A lot has changed in Ritzville, and at the library, over the course of 115 years, but some things haven’t. The building looks much the same inside and out, as photos over the decades bear out. The entrance is tall, with faux columns at either side of the sheltered entryway. The ceilings and windows are also tall, a relic of a time before air conditioning when good ventilation was a necessity. And above the front door is the sign that proudly proclaims the site a Carnegie Library.

The library still stores its books on the same sturdy wooden shelves that were installed in the original building, on the same hardwood floors. The stairs between the two stories have also stood the test of time, although an elevator was installed in 2017 to comply with disabled access regulations. One of the rooms at the front is for children’s books.

“Something Carnegie did was put in children's reading rooms,” Hopkins said, “which was a novel idea for that time. He credited one of his bosses from when he was younger. That boss opened up his personal library to his workers, which is where Carnegie started reading and learning.”

In 1980, the Ritzville Public Library was added to the National Register of Historic Places. In 2000, the library expanded its focus beyond Ritzville, becoming the East Adams County Library District. The library now has branches in Lind and Washtucna, located inside those towns’ school buildings. There’s also a kiosk set up at Benge, at the far east end of the county, where patrons can request books be delivered. The Lind and Washtucna branches are currently unstaffed due partly to the COVID-19 pandemic and partly to other factors, Hopkins said.
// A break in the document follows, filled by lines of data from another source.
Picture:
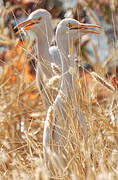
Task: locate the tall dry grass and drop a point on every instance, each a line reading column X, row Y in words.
column 22, row 117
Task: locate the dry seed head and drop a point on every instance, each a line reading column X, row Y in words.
column 49, row 117
column 55, row 69
column 53, row 82
column 103, row 82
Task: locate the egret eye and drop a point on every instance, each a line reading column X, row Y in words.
column 69, row 25
column 39, row 18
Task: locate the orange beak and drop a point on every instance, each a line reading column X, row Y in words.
column 25, row 25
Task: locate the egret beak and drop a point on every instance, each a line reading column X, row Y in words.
column 26, row 25
column 84, row 27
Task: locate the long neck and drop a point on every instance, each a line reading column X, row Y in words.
column 43, row 53
column 66, row 82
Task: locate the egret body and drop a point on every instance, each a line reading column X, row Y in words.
column 68, row 30
column 39, row 22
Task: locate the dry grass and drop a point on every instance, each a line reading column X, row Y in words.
column 22, row 117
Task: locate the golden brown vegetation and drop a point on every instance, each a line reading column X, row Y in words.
column 22, row 116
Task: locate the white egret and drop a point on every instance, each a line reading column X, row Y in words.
column 39, row 22
column 67, row 31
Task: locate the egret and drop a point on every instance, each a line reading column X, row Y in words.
column 68, row 30
column 39, row 22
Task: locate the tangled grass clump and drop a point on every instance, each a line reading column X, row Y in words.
column 22, row 117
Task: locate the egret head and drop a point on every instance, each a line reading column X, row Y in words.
column 39, row 22
column 73, row 29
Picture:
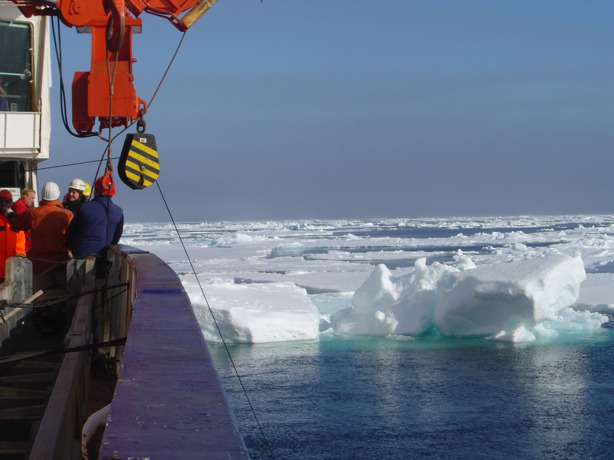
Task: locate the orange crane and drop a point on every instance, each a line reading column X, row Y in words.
column 106, row 92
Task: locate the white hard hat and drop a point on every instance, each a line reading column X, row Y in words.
column 51, row 191
column 77, row 184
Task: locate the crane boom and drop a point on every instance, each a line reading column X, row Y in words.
column 106, row 92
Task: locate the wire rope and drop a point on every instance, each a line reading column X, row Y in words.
column 215, row 322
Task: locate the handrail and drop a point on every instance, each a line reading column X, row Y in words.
column 168, row 401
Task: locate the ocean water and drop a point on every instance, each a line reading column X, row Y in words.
column 401, row 397
column 367, row 398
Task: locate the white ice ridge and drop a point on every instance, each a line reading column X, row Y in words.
column 505, row 300
column 256, row 313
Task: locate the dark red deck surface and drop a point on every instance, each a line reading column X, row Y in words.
column 169, row 402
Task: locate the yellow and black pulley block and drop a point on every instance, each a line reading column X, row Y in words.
column 138, row 165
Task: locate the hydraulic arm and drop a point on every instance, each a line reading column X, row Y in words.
column 106, row 92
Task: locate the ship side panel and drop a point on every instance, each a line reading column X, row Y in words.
column 169, row 401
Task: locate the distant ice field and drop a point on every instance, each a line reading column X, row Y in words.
column 408, row 338
column 278, row 281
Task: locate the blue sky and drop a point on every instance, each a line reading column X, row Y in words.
column 287, row 109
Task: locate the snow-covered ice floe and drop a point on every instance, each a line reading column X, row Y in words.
column 507, row 279
column 256, row 313
column 510, row 301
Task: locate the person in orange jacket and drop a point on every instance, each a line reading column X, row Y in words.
column 22, row 205
column 12, row 242
column 48, row 224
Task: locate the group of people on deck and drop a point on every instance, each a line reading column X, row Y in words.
column 53, row 232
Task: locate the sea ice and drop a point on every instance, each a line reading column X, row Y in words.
column 256, row 313
column 504, row 296
column 503, row 301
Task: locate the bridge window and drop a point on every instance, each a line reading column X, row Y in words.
column 15, row 67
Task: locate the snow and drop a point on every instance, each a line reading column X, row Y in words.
column 513, row 279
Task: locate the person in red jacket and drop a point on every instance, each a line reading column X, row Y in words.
column 22, row 205
column 12, row 242
column 48, row 224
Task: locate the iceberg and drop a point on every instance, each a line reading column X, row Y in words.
column 503, row 301
column 505, row 296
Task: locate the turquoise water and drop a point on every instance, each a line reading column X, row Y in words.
column 401, row 397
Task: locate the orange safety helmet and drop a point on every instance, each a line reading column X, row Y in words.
column 105, row 185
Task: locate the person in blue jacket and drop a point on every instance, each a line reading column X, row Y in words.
column 98, row 224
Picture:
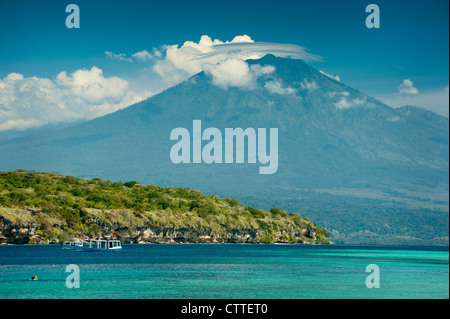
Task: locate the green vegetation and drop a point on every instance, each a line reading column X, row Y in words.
column 53, row 208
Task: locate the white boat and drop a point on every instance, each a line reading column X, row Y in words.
column 93, row 245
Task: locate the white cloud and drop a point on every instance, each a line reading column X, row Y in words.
column 434, row 100
column 120, row 56
column 345, row 102
column 236, row 73
column 177, row 63
column 27, row 102
column 407, row 87
column 334, row 77
column 308, row 85
column 93, row 87
column 143, row 55
column 277, row 87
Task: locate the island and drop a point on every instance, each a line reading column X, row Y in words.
column 50, row 208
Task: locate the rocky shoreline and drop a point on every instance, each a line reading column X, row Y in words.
column 29, row 233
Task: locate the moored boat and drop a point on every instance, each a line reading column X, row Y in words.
column 93, row 245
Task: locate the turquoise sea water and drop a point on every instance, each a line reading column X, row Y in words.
column 225, row 271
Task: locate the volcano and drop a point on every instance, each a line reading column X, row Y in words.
column 365, row 171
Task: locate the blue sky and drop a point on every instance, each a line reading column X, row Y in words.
column 412, row 43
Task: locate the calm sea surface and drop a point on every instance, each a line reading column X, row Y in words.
column 225, row 271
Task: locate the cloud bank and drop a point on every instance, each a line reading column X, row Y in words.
column 178, row 63
column 27, row 102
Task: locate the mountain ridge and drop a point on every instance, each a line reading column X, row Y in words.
column 331, row 137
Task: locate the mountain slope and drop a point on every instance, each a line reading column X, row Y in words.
column 336, row 146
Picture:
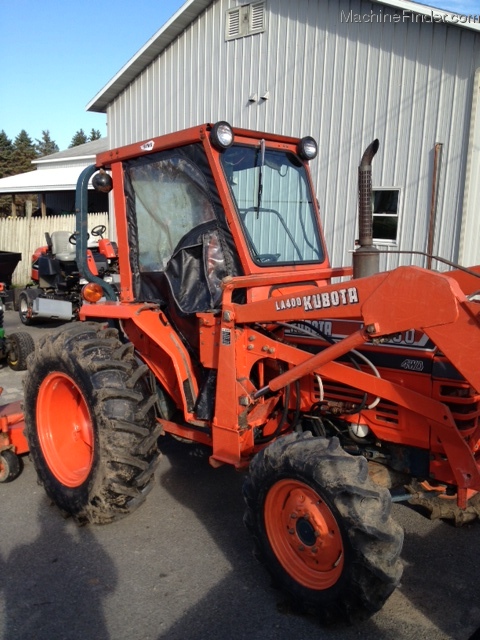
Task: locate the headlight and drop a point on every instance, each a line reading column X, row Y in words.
column 222, row 135
column 307, row 148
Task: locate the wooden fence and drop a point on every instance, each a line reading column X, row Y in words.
column 25, row 235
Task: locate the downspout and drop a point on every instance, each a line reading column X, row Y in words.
column 366, row 259
column 437, row 160
column 81, row 232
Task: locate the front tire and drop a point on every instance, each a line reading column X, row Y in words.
column 322, row 528
column 90, row 423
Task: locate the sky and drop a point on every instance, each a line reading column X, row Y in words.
column 56, row 55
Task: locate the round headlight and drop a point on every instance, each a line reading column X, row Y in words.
column 92, row 292
column 222, row 135
column 307, row 148
column 101, row 181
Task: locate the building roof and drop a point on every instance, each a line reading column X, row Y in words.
column 85, row 151
column 51, row 176
column 58, row 179
column 193, row 8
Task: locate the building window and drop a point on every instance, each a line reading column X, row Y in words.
column 245, row 20
column 385, row 215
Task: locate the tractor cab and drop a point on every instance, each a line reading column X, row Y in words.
column 210, row 203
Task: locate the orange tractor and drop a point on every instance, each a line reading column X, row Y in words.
column 337, row 391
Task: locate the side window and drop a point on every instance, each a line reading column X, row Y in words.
column 385, row 215
column 170, row 201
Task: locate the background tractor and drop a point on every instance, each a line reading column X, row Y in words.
column 54, row 293
column 337, row 392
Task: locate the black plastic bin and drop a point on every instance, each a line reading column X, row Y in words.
column 8, row 264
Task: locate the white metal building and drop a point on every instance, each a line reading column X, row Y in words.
column 346, row 72
column 55, row 178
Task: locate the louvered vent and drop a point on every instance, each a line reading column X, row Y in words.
column 257, row 17
column 245, row 20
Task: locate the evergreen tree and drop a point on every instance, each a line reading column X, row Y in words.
column 78, row 138
column 6, row 151
column 23, row 153
column 6, row 169
column 94, row 135
column 46, row 145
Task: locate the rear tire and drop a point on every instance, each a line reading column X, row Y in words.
column 20, row 345
column 90, row 423
column 322, row 528
column 10, row 466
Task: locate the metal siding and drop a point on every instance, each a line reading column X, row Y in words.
column 409, row 84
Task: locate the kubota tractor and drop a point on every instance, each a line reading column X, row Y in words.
column 56, row 282
column 337, row 392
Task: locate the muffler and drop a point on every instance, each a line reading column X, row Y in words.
column 366, row 259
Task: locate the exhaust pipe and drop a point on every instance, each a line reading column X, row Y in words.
column 366, row 259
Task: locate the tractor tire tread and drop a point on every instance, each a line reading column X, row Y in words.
column 127, row 448
column 375, row 540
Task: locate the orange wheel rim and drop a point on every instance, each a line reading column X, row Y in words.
column 304, row 534
column 65, row 429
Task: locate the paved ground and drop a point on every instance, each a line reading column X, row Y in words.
column 181, row 566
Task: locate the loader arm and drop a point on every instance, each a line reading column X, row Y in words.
column 387, row 303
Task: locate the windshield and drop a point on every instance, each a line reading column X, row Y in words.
column 274, row 203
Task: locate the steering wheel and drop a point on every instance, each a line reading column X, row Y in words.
column 99, row 230
column 73, row 237
column 268, row 257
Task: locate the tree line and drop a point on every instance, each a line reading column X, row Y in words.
column 16, row 156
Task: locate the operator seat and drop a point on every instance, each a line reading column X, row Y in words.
column 62, row 249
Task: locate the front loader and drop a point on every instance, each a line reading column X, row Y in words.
column 230, row 328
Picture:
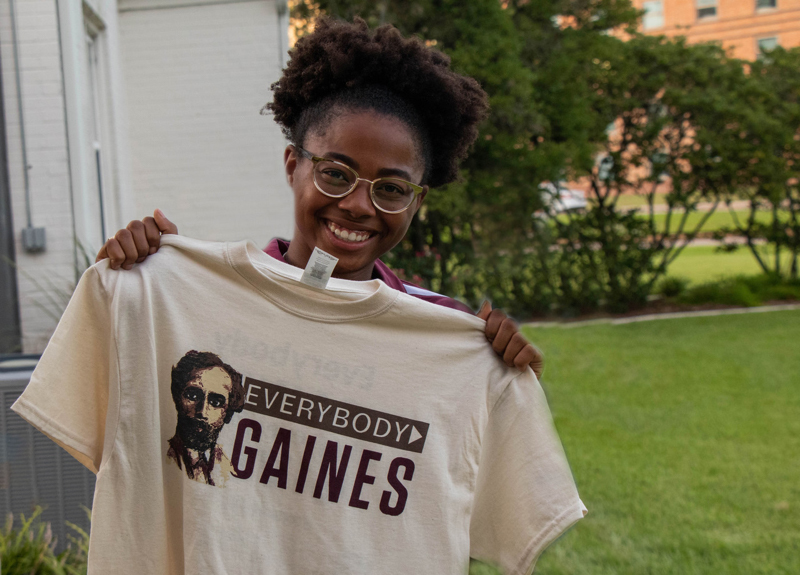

The little library has a lot going on.

“We are constantly looking for ideas and feedback from our community about what interests they have, how they like what we are doing now or what we can do to change things,” wrote Director Vanessa Grimm in an email. “Heather Carruth is in charge of the adult programming and community resources. She has been doing DIY, story time and Trivia Night on Facebook Live … We have a Page Turners Club, which is a book club for kids, we do a STEAM club, Lego Club and will also do Crafternoon. We recently started a D&D (Dungeons & Dragons) club which has been pretty popular and of course our summer reading program.”

The library also has a Youth Advisory Committee, headed up by Hopkins, and a team of teenage volunteers from the local high school, Grimm wrote. Hopkins also said there’s a bus that brings kids from the schools in both Lind and Ritzville to the library after classes.

Future plans include a bookmobile that will double as a rolling internet hotspot, which would bring some much-needed resources to the remote parts of Adams County, Grimm added.

“My overall goal is to bring the library into all communities in Eastern Adams County,” she wrote.

Andrew Carnegie went to his reward in 1919, but he left behind a legacy of literacy. Hundreds of the libraries he paid for are still in operation around the world. And where there is a library, there will be people who read.

“Ultimately, the library is not a public library but a community library,” wrote Grimm.

Joel Martin may be reached at jmartin@columbiabasinherald.com.



Millie Hopkins, circulation manager at the Ritzville Library, stands behind the library’s counter in December. Hopkins has been with the library for about five years.



The shelves that house the books at the Ritzville Library are the same ones that were installed in 1907. The stuffed birds of prey that guard them are of more recent origin.



Former Washington Gov. Albert Meade lays the cornerstone of the Ritzville Carnegie Library in 1907. Mead served as governor from 1905 – 1909. He passed away in 1913 at the age of 51.